Убогий утилитаризм - мыслить, что истинно только то, что доказуемо. Фенрица увлекало погружение в полуночные мнимости, в те лабиринты чёрных искусств, откуда нет, - и не может быть выхода. Поиск знаний, заключённых в символах, непостижимых для профанов, привёл его к тому, кто являлся Князем этого мира, и Нергал постепенно втянулся в тёмные дьявольские ритуалы. Но упражняясь в мистических искусствах, он не достигал искомого и, промучившись в бесплодных поисках несколько лет, был близок к отчаянию.
…Но вот однажды, злобно беснуясь от очередной неудачи, Нергал ошибся в путаном заклинании.
Из пыльного венецианского зеркала на него взглянуло его собственное искажённое лицо, внезапно принявшее облик его отца, затем промелькнуло нечто неясное, туманно мутирующее в серую волчью морду. Он помертвел и резко встряхнул головой. Зеркало лениво отразило его перепуганную физиономию.
Что это было, чёрт возьми?
Произнесённого заклинания Фенриц не помнил. Упустить такое!
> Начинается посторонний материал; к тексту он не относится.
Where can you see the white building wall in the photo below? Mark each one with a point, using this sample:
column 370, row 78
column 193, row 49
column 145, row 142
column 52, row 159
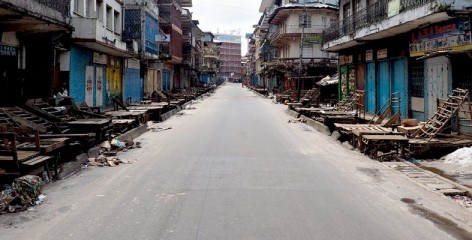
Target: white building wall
column 98, row 24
Подумав, сколь много мог бы извлечь из этого облика, Нергал почувствовал, как на него стремительно накатывает новая волна бешеной злости. В отчаянии он попытался снова произнести формулу - скорее по памяти, нежели по истёртой странице пыльного трухлявого фолианта.
И мутация послушно повторилась! Его руки и ноги превратились в серые лапы, скребущие когтями по дощатому полу, глаза загорелись желтым огнём, в зеркально поверхности отразился огромный бурый волк, ростом почти с теленка. Разума Нергал не утратил, и без труда вернул себе первоначальный облик. Это было нечто до такой степени странное, что Фенриц отказался от всяких попыток объяснить себе этот феномен, но формулу заклятия нацарапал гвоздём на камне стены. Впрочем, в этом, как оказалось, не было никакой нужды, ибо она мгновенно огненным клеймом впечаталась в его память.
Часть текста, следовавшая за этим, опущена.